Endnotes

And another semester bites-the-dust. I know I’m not alone when I say this was the most fun IDEV class I’ve taken here at Tulane–can’t wait for Ds for D.

One of the most salient lessons I’ll take away from this class is that data can be very deceiving–not necessarily an epiphany, but nonetheless an important and reacurring theme for the semester and the field. My semester’s research was focused on Rwanda, a country acclaimed for its rapid development in the last decade, which, in-part, ICT initiatives are responsible for. Reading through the various reports regarding Rwanda’s ICT accomplishments, and even walking through the impeccably clean streets of the capital city of Kigali, one cannot help but join in on the praise.
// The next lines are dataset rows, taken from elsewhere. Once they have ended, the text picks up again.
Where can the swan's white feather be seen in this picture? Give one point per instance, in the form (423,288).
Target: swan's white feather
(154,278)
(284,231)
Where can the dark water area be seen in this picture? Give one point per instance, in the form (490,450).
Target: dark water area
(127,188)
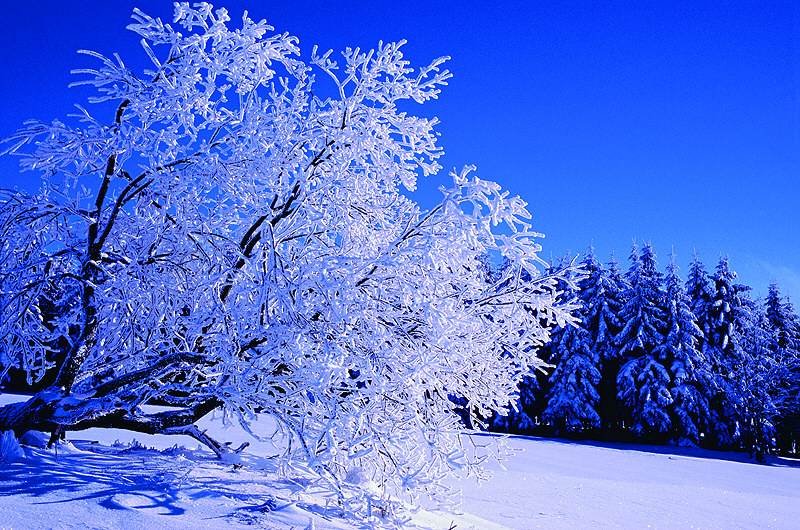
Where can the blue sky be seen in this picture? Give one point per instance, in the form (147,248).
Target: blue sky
(673,122)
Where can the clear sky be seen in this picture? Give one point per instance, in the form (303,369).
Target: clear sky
(673,122)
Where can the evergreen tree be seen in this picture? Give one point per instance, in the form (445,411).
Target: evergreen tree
(728,318)
(680,352)
(573,397)
(601,295)
(643,382)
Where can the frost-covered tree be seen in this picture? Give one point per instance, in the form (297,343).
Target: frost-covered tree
(643,381)
(231,239)
(689,410)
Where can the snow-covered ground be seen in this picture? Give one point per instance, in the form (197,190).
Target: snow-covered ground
(94,483)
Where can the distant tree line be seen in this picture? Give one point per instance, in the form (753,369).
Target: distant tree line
(655,359)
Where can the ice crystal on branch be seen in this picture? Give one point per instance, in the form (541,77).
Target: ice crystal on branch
(230,239)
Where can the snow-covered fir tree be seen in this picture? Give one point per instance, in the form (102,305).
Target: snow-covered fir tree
(573,398)
(611,411)
(643,381)
(679,351)
(729,317)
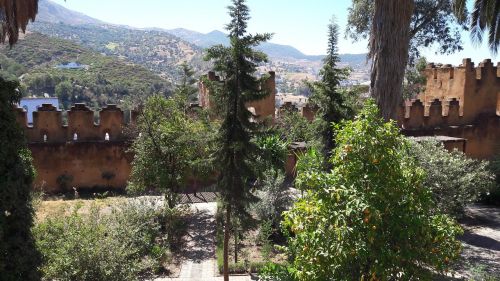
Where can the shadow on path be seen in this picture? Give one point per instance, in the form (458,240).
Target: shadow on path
(200,240)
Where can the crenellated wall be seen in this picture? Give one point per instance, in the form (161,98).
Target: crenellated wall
(264,108)
(91,154)
(462,102)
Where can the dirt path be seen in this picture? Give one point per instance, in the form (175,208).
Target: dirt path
(199,251)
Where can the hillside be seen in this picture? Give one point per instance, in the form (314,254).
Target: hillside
(37,60)
(158,51)
(49,11)
(161,51)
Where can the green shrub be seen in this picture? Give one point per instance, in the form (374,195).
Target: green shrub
(370,217)
(493,197)
(124,244)
(256,266)
(276,272)
(455,179)
(19,259)
(274,197)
But the reality is that the overwhelming majority of the Rwanda’s “meteoric development” has only occurred in two cities: Kigali and Butare. The rest of Rwanda, rural Rwanda, well-outside the scope of these regarded ICT initiatives and home to more than 80 percent of the population, remains largely unchanged since 2000. Electricity is scarce, to say nothing of Visa’s mobile banking initiatives, city-wide-wifi, and the other impressive ICT projects we’ve read about. So, data that reflects rapid development in a few areas doesn’t mean things on the ground are as impressive. It’s like the barrier to entry and content relevancy; if a country has 98 percent internet and moblie reach, but only 50 percent of the content is relevant, and only 15 percent of the population can actually afford access to it, what’s so impressive about the first figure? 

Something that will help me as a development professional, is also what I think to be the most important theoretical framework, which is that projects should be demand driven. We talked a lot about the “if you build it, they will come” complex built into a lot of failed ICT initiatives; such supply driven initiatives, like Mr. Vota so eloquently explained to us on Tuesday, don’t really inspire the change and development they wish to achieve. Thus, extensive market/stake-holder research is critical to a projects success. Anything less is blind-ambition, or worse, laziness.